From Kirkus Reviews:
One of the great eccentrics of jazz finally gets a biography, albeit a sloppy one. Even in a music that has produced its share of offbeat personalities, Roland Kirk was truly one-of-a-kind. Blind almost from birth, Kirk mastered a seemingly endless array of instruments, playing not only conventional jazz staples like flute and tenor sax but also saxophone forerunners like the manzello and the stritch, the oboe, dozens of homemade concoctions of his own devising like the nose flute and the surulophone, and a raft of percussion. Even more spectacularly, he frequently played three horns at a time.
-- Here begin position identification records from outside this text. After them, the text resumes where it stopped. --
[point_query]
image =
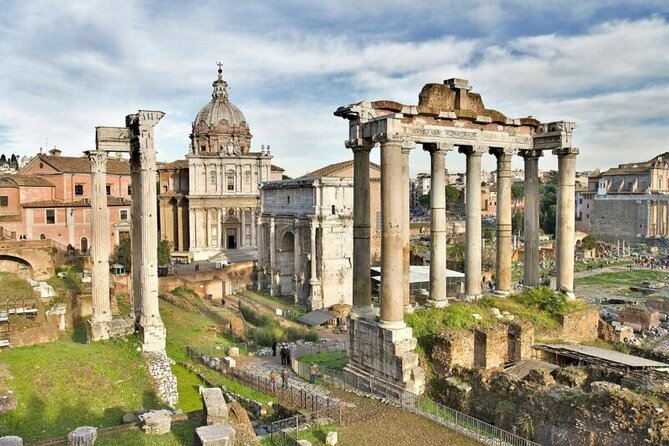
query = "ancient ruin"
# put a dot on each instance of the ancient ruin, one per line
(448, 116)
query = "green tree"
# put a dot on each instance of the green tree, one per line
(123, 254)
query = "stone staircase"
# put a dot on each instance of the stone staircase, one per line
(244, 254)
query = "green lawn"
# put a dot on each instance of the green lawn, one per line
(335, 360)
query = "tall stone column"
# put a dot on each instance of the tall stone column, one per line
(392, 241)
(407, 145)
(362, 282)
(473, 222)
(504, 249)
(438, 288)
(272, 255)
(565, 234)
(531, 222)
(99, 246)
(143, 166)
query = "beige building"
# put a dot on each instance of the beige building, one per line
(306, 235)
(209, 201)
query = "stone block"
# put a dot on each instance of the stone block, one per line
(215, 407)
(82, 436)
(331, 438)
(215, 435)
(157, 422)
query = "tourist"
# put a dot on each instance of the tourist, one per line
(313, 372)
(284, 377)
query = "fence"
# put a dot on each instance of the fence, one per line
(419, 404)
(296, 397)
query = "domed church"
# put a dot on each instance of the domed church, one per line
(209, 202)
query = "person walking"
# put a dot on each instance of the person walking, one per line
(284, 378)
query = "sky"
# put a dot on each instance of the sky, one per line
(68, 66)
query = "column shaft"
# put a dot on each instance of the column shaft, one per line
(473, 223)
(362, 283)
(99, 237)
(438, 286)
(565, 233)
(392, 241)
(531, 221)
(504, 249)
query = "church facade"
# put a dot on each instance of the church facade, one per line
(209, 202)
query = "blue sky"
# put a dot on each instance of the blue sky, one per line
(68, 66)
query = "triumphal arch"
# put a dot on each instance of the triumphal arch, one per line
(448, 117)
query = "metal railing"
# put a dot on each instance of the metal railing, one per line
(419, 404)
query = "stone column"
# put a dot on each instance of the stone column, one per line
(504, 249)
(392, 241)
(362, 283)
(407, 145)
(473, 222)
(438, 293)
(531, 222)
(272, 255)
(565, 234)
(99, 246)
(143, 166)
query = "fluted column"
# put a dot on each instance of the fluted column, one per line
(407, 145)
(565, 234)
(99, 241)
(531, 222)
(143, 166)
(362, 283)
(438, 286)
(392, 241)
(473, 222)
(504, 249)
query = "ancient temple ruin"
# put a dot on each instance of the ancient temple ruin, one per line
(448, 117)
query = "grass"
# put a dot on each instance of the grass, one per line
(335, 360)
(111, 380)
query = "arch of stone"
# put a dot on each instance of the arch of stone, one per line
(136, 138)
(448, 116)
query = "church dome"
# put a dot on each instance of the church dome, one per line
(220, 127)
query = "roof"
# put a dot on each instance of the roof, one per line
(317, 317)
(24, 180)
(597, 354)
(332, 169)
(421, 273)
(80, 164)
(111, 201)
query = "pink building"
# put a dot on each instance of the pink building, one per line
(50, 199)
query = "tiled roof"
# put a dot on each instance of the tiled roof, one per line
(80, 164)
(24, 180)
(332, 169)
(111, 201)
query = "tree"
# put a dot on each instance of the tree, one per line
(123, 254)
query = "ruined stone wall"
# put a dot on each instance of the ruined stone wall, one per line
(579, 326)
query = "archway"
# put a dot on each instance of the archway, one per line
(286, 264)
(17, 266)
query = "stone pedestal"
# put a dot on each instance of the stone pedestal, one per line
(376, 352)
(82, 436)
(215, 435)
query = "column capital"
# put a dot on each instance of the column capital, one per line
(531, 153)
(502, 151)
(566, 152)
(438, 147)
(473, 150)
(98, 160)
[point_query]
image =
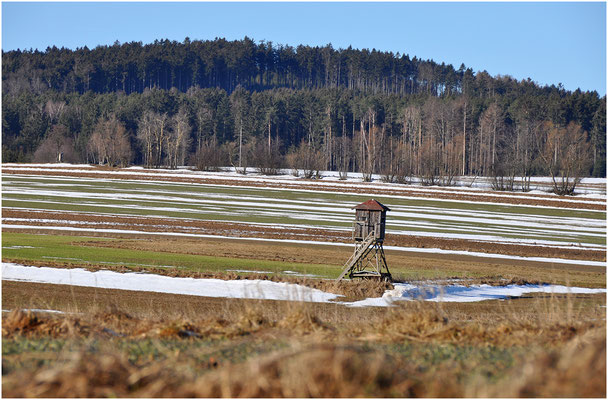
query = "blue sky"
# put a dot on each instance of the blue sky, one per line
(550, 43)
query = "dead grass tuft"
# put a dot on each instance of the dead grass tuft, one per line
(577, 370)
(318, 371)
(27, 323)
(302, 321)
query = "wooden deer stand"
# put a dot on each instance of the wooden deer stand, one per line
(368, 260)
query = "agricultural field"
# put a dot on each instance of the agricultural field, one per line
(149, 283)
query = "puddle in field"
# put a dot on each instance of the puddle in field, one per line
(264, 289)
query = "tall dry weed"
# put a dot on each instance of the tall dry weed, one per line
(576, 370)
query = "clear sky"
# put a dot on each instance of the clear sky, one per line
(549, 42)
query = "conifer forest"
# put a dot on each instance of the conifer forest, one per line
(263, 106)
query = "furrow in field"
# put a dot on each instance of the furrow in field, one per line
(211, 205)
(375, 188)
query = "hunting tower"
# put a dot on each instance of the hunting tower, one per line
(368, 260)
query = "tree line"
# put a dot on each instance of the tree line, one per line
(342, 110)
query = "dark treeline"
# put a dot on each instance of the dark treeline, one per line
(218, 103)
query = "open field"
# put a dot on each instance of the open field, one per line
(92, 341)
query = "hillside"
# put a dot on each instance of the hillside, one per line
(247, 104)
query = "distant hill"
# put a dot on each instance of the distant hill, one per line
(229, 90)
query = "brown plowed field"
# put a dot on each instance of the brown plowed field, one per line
(336, 186)
(150, 224)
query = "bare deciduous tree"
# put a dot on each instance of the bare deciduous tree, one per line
(109, 143)
(57, 146)
(565, 152)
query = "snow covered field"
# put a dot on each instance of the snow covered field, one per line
(261, 289)
(283, 208)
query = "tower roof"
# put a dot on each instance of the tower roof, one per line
(372, 205)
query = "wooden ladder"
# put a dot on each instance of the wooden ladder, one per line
(361, 252)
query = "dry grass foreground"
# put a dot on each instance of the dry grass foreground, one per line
(322, 350)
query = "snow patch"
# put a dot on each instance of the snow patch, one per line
(243, 289)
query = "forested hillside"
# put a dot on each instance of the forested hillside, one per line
(247, 104)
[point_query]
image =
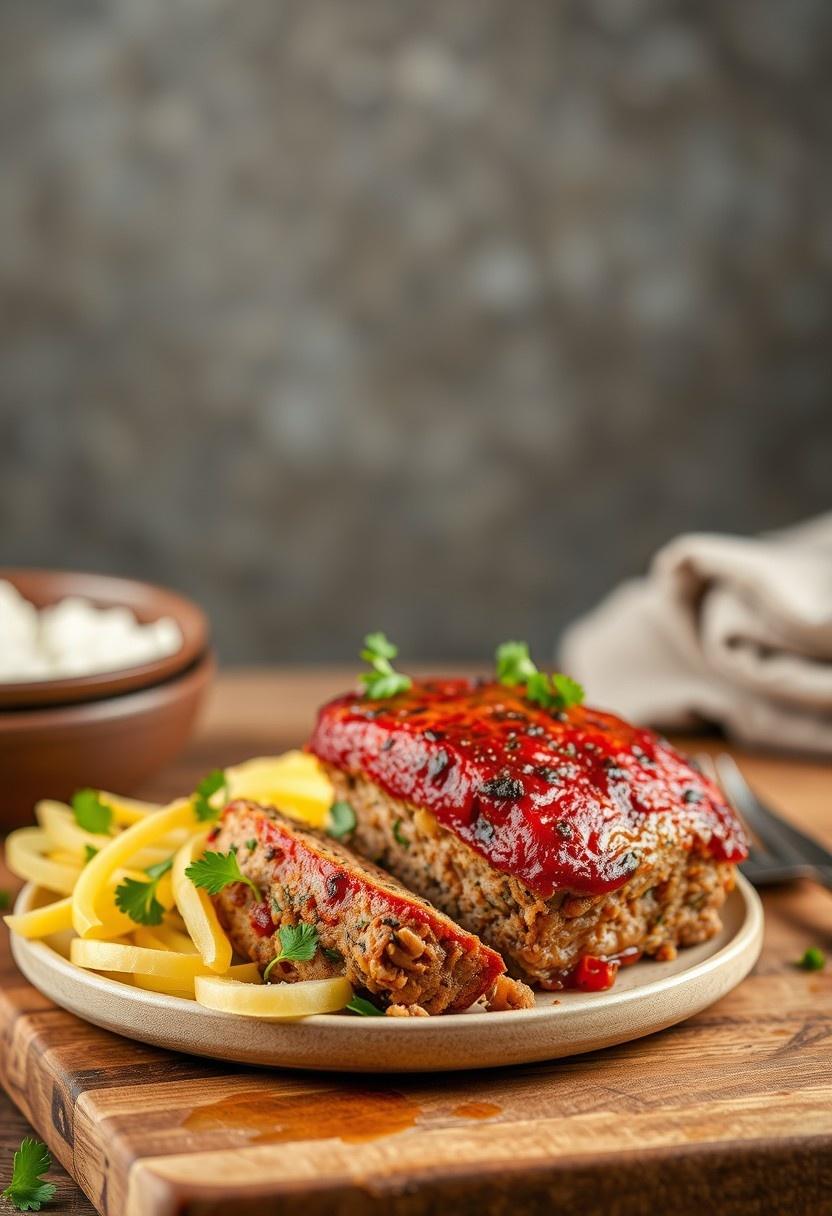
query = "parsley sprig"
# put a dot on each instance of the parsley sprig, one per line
(136, 898)
(90, 812)
(552, 691)
(214, 871)
(298, 944)
(203, 793)
(341, 820)
(26, 1191)
(364, 1008)
(383, 681)
(814, 960)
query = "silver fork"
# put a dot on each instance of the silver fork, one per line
(782, 851)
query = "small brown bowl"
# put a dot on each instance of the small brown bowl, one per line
(110, 744)
(146, 601)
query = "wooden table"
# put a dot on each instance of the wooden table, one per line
(730, 1112)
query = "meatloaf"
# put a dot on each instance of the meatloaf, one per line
(389, 943)
(568, 840)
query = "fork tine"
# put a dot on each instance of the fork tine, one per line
(704, 763)
(785, 840)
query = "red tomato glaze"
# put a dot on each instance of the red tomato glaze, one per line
(561, 800)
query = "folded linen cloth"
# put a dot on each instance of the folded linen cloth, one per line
(723, 629)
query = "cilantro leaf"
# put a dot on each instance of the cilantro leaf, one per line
(136, 898)
(378, 646)
(26, 1191)
(555, 691)
(202, 794)
(215, 871)
(814, 960)
(568, 691)
(298, 944)
(513, 665)
(364, 1008)
(382, 681)
(90, 812)
(341, 820)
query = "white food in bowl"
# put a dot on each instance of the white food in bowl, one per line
(76, 639)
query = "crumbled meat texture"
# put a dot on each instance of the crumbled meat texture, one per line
(673, 899)
(509, 994)
(370, 928)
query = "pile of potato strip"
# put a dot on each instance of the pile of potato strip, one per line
(187, 955)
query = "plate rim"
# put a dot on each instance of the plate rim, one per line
(747, 938)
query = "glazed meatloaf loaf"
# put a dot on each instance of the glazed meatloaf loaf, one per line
(571, 842)
(391, 944)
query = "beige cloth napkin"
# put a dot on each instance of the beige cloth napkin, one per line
(723, 630)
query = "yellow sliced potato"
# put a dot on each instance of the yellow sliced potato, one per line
(164, 891)
(294, 782)
(40, 922)
(128, 810)
(196, 908)
(26, 856)
(63, 832)
(121, 851)
(149, 938)
(65, 859)
(121, 956)
(247, 973)
(183, 989)
(298, 1000)
(172, 939)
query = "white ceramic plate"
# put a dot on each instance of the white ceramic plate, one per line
(646, 997)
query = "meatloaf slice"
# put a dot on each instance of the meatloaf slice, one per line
(673, 900)
(386, 940)
(555, 836)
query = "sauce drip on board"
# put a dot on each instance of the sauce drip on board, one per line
(568, 800)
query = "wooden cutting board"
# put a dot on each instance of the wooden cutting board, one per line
(729, 1112)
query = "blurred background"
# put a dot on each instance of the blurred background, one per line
(433, 317)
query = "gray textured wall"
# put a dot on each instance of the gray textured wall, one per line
(436, 316)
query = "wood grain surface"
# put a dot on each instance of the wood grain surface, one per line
(730, 1112)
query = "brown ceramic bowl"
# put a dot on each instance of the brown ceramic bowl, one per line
(110, 744)
(147, 602)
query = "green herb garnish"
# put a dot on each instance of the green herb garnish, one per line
(298, 944)
(202, 794)
(513, 665)
(383, 681)
(341, 820)
(365, 1008)
(136, 898)
(214, 871)
(515, 668)
(90, 812)
(814, 960)
(26, 1189)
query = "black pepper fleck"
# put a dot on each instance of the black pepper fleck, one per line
(504, 788)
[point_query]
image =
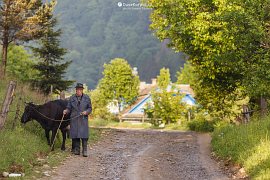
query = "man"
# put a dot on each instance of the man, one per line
(80, 107)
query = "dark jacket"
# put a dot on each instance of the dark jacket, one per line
(79, 126)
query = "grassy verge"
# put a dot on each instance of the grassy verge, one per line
(98, 123)
(247, 145)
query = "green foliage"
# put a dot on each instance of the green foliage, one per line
(96, 31)
(50, 67)
(22, 21)
(186, 75)
(227, 43)
(119, 83)
(20, 63)
(247, 145)
(164, 78)
(99, 105)
(20, 150)
(201, 125)
(167, 104)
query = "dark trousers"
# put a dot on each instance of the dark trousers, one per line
(76, 145)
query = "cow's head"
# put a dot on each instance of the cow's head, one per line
(28, 112)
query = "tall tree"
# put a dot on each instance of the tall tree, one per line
(164, 78)
(225, 41)
(119, 82)
(167, 101)
(51, 67)
(20, 63)
(21, 20)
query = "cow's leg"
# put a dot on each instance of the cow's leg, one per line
(53, 138)
(47, 133)
(64, 135)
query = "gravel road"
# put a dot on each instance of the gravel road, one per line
(144, 155)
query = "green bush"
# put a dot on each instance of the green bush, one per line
(247, 145)
(201, 125)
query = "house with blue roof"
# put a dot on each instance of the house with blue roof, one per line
(136, 112)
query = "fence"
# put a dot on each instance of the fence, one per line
(7, 102)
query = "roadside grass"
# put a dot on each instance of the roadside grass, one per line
(247, 145)
(101, 123)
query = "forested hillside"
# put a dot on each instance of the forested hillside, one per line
(96, 31)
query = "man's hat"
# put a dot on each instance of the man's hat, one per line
(79, 85)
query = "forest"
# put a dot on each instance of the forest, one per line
(96, 31)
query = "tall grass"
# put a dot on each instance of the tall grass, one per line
(247, 145)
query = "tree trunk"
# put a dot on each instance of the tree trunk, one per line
(4, 57)
(263, 106)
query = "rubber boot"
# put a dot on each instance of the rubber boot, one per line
(73, 143)
(77, 146)
(84, 146)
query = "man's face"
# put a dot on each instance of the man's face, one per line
(79, 91)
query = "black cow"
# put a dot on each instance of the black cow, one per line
(45, 115)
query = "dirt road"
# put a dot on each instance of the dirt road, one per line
(144, 155)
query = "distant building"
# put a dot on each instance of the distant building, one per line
(136, 112)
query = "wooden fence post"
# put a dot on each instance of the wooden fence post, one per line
(7, 102)
(62, 95)
(17, 113)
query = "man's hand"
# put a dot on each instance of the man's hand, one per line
(65, 111)
(84, 113)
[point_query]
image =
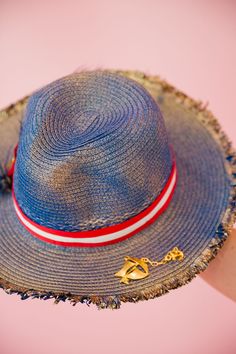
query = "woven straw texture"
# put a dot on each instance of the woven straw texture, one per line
(198, 219)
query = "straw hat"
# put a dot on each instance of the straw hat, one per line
(114, 187)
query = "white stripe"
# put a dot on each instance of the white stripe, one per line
(102, 238)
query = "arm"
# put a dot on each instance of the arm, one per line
(221, 272)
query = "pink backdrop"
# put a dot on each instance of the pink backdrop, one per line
(192, 45)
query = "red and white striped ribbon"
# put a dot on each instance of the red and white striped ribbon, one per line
(106, 235)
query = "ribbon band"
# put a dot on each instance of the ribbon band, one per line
(107, 235)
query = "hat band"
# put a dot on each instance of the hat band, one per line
(106, 235)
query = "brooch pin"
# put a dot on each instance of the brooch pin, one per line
(137, 268)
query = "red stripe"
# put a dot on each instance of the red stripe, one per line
(106, 230)
(77, 244)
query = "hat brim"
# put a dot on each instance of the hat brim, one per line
(197, 220)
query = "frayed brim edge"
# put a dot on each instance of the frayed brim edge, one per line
(209, 253)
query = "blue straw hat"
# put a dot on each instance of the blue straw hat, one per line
(114, 187)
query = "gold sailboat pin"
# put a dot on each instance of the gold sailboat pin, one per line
(137, 268)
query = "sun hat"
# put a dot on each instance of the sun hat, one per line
(115, 187)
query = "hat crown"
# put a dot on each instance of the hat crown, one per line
(93, 152)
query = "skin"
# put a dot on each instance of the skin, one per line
(221, 272)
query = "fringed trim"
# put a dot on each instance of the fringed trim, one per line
(209, 253)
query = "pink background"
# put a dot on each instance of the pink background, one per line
(192, 45)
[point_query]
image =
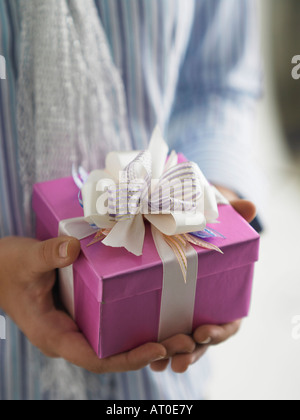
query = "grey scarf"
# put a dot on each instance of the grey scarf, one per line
(71, 102)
But despite his sideshow reputation, Kirk was not merely a circus act; he was a serious, talented musician whose sidemen included the best bop and hard-bop players, a musician good enough to play with the demanding Charles Mingus. Musician/journalist Kruth retells Kirk's story through the words of his friends, wife, and fellow musicians. In addition, he was granted access to Kirk's tape-recorded reminiscences for an unfinished autobiography. Regrettably, Kruth eschews all but the most rudimentary chronology, preferring to organize the book as a series of riffs within a hit-or-miss thematic framework. He has spoken not only to nearly everyone who ever played with Kirk but to anyone who ever saw him, met him, or heard one of his records. The result is a rambling, disorganized, and ultimately dull excursion in which Kruth uses every word of every interview he ever conducted, whether it illuminates his subject or not. The raw material for a biography of a persistently underrated jazzman is here; it awaits an author. Reads like a 400-page magazine profile, with all the problems that description suggests. -- Copyright ©2000, Kirkus Associates, LP. All rights reserved.
From Library Journal:
Kruth, a musician and journalist, has written the first full-length biography of multi-instrumental jazz icon Kirk (1936-77). Using dozens of interviews and a just-unearthed audio autobiography narrated by Kirk, Kruth traces Kirk's life from his childhood in Columbus, OH, to his mid-career vocal black-power stance, to his debilitating stroke and premature death in the mid-1970s. Throughout, Kruth highlights Kirk's pioneering efforts--such as his reintroduction of the stritch and manzello saxophones and his innovative circular breathing that enabled him to play several instruments simultaneously. Though he sometimes overstates Kirk's admittedly prodigious talents, Kruth offers a revealing biography that captures a complex jazz artist. He portrays Kirk as an original steeped in tradition, open to all types of sound but critical of rock'n'roll, a jolly prankster who humiliated his audiences, and a serious jazz player who destroyed chairs as part of his stage act. This engaging biography about an often-neglected talent will be welcomed by general readers as well as jazz scholars.